We blijven ff wachten totdat een groep mensen voorbij is, ondertussen is ’t ff de gps raadplegen en die zegt dat we net bij ’t binnenrijden van ’t dorp linksaf moeten, de berg op en over om zo naar de Vallée des Roses te kunnen rijden. Allé jup, dan doen we dat hé.
We nemen dus links aan ’t dorp, de gps zegt dat we correct bezig zijn, we rijden de bergpas op, ’t is nog altijd een steenpiste, ’t kronkelt, redelijk wat dikke stenen, gaat op sommige plekken fameus de hoogte in, soit, genen platten troet, maar weeral serieus opletten.

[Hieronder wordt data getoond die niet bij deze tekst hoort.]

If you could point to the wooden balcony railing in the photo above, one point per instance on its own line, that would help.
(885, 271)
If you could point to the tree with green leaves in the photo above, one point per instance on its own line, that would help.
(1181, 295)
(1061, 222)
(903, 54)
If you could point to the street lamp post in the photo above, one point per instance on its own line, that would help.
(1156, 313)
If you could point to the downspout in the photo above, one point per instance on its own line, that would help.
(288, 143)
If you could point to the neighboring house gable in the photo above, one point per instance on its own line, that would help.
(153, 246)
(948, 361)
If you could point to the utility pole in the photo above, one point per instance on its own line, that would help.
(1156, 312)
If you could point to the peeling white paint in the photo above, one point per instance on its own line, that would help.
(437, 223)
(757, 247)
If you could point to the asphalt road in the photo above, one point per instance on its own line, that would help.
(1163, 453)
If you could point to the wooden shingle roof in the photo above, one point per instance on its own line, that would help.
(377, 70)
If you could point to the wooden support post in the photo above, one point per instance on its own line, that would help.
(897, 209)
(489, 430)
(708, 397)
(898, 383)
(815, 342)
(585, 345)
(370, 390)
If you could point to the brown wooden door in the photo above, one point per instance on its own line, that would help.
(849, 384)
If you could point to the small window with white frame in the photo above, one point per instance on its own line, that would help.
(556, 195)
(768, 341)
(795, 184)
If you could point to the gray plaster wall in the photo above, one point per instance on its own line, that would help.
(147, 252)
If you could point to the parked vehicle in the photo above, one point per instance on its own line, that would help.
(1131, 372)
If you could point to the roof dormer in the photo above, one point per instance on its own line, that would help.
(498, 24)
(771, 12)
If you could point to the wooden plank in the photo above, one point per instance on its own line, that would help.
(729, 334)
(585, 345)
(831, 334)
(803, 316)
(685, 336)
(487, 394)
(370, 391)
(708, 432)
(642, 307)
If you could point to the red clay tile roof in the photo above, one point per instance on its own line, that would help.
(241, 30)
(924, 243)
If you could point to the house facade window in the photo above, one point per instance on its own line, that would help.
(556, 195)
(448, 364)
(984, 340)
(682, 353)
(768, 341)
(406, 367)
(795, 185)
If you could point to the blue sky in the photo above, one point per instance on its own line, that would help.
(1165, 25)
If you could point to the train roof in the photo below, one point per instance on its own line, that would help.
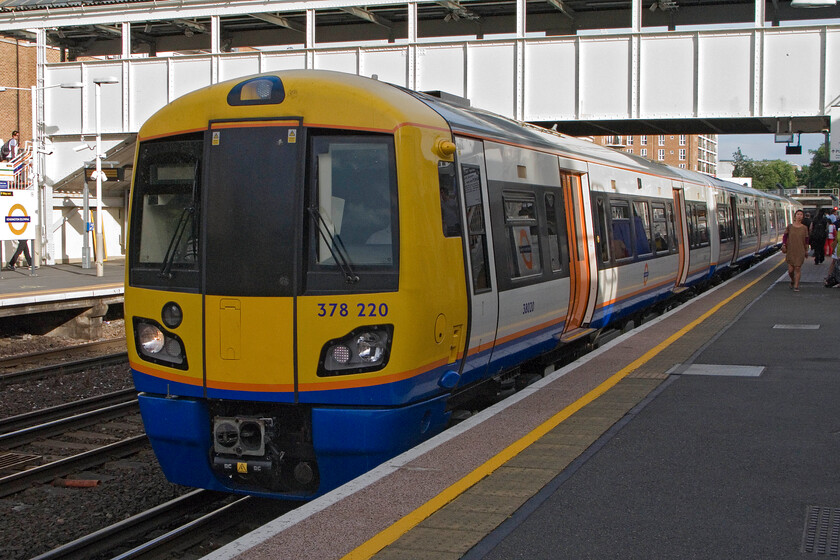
(473, 121)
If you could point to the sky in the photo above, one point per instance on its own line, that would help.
(762, 146)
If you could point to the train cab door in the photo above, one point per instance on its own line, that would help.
(248, 256)
(482, 288)
(583, 266)
(682, 236)
(737, 231)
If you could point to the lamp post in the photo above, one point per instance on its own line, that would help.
(98, 223)
(37, 149)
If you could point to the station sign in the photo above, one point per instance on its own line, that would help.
(18, 209)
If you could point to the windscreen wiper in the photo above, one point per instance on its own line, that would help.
(335, 245)
(186, 218)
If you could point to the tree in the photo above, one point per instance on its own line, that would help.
(821, 174)
(767, 174)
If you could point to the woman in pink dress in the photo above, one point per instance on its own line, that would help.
(795, 247)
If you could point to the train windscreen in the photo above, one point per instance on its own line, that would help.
(165, 213)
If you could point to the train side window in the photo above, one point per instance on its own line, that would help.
(551, 214)
(661, 239)
(476, 228)
(522, 234)
(672, 226)
(621, 238)
(602, 238)
(724, 222)
(702, 225)
(450, 213)
(641, 224)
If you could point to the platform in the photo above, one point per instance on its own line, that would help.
(60, 286)
(709, 432)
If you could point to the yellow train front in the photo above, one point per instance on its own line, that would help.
(296, 307)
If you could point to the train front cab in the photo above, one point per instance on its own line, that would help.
(269, 369)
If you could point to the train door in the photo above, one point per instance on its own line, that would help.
(682, 236)
(583, 266)
(484, 295)
(736, 224)
(248, 256)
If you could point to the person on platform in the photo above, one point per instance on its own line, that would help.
(817, 235)
(795, 248)
(23, 247)
(13, 146)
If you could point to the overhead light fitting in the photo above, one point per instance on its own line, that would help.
(664, 5)
(812, 3)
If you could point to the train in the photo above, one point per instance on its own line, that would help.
(322, 267)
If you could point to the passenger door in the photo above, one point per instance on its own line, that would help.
(248, 256)
(682, 236)
(583, 266)
(483, 290)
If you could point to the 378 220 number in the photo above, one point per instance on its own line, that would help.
(343, 310)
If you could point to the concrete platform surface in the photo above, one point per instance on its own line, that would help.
(625, 453)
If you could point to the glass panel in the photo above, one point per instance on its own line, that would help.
(450, 213)
(702, 225)
(603, 229)
(520, 210)
(471, 176)
(166, 185)
(661, 240)
(523, 235)
(356, 191)
(553, 237)
(166, 209)
(641, 223)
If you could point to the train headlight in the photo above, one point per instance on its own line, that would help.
(150, 338)
(370, 347)
(156, 344)
(363, 350)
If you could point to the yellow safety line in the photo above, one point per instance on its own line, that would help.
(61, 290)
(396, 530)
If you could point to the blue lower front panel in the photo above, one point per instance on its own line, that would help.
(347, 441)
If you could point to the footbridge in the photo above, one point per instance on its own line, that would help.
(585, 67)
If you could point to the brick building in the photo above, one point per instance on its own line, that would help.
(18, 70)
(686, 151)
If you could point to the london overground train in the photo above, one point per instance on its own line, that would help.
(321, 267)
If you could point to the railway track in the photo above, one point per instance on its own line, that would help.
(38, 417)
(16, 369)
(208, 512)
(22, 480)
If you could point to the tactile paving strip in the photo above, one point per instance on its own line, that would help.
(822, 531)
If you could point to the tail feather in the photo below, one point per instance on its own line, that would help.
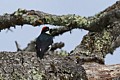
(17, 46)
(40, 54)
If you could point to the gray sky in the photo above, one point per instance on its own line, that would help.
(26, 33)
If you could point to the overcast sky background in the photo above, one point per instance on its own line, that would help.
(26, 33)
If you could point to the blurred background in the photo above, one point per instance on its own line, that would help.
(27, 33)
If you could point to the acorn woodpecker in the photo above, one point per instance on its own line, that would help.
(43, 41)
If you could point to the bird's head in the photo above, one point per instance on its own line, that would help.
(45, 29)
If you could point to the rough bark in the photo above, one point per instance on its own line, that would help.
(85, 61)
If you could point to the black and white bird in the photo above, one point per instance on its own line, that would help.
(43, 41)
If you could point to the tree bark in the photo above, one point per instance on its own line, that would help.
(86, 61)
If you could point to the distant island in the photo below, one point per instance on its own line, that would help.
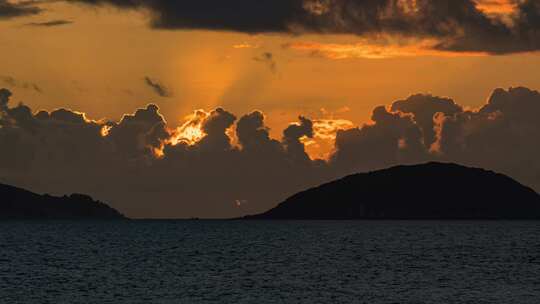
(426, 191)
(16, 203)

Ook moeten we in sommige bochten dikke steen- en puinlawines op en over. Ik heb de indruk dat deze bergpas niet echt zo veelvuldig in gebruik meer is. Wie weet is ’t dat wat die kerel beneden in ’t dorp aan ’t roepen was?
Soit, we zijn eraan begonnen, en we gaan door.
Ik ben aan ’t rijden en zie in een scherpe bocht Bart staan, wanneer ik in de bocht zit denk ik Bart te horen die achter me aan vertrekt. Aangezien ik rechtsta kan ik niet in m’n spiegels kijken, op dit stuk piste wil ik zelfs niet in m’n spiegels kijken, vooruit, volop geconcentreerd, ik durf niet stoppen uit vrees dat ik niet meer weg zou geraken.
Het gaat steil omhoog en de weg ligt bezaaid met vuistgrote stenen over de complete breedte en voor zover ik in de lengte kan zien. Doorrijden dus, niet stoppen, verkrampte vingers van m’n stuur vast te houden, niet stoppen, fok zeg, dit is verdomme echt wel zware toebak, en ik zit dan nog op de lichtste GS van den hoop.
Na enkele km’s kom ik aan een makkelijker stuk, ’t zal gaan tijd worden, ik voel m’n vingers niet meer. Wanneer ik stop en achterom kijk zie ik niemand
WTF, ik dacht echt dat Bart achter me aan volgde. Ik zie ‘m staan, een heel stuk achter me, met Shulty en Frank bij hem.
Wanneer ik goed kijk zie ik Shulty met Bart z’n 1150GSA de piste omhoog rijden, na halverwege tot waar ik sta gereden te hebben stopt Shulty. Bart gaat te voet naar boven, Shulty gaat terug tot aan zijn GS, en rijdt als laatste de piste voor de tweede keer omhoog. Bart komt samen met Frank tot bij mij gereden, ik vertel dat ik dacht dat Bart achter me zat, en dat ik zelf niet durfde stoppen. Bart heeft een slechte dag, hij heeft ab-so-luut geen vertrouwen in z’n eigen kunnen en voelt zich hier als een vis op ’t droge. Hij zegt me dat hij ’t niet ziet zitten, en echt schrik heeft dat ’t vandaag slecht gaat aflopen. Zover laten we ’t met ons vieren evenwel niet komen, daar ben ik zeker van.
Op den duur komt Shulty tot bij ons gesukkeld, en we rijden verder in de hoop dat we ’t slechtste nu wel gehad hebben.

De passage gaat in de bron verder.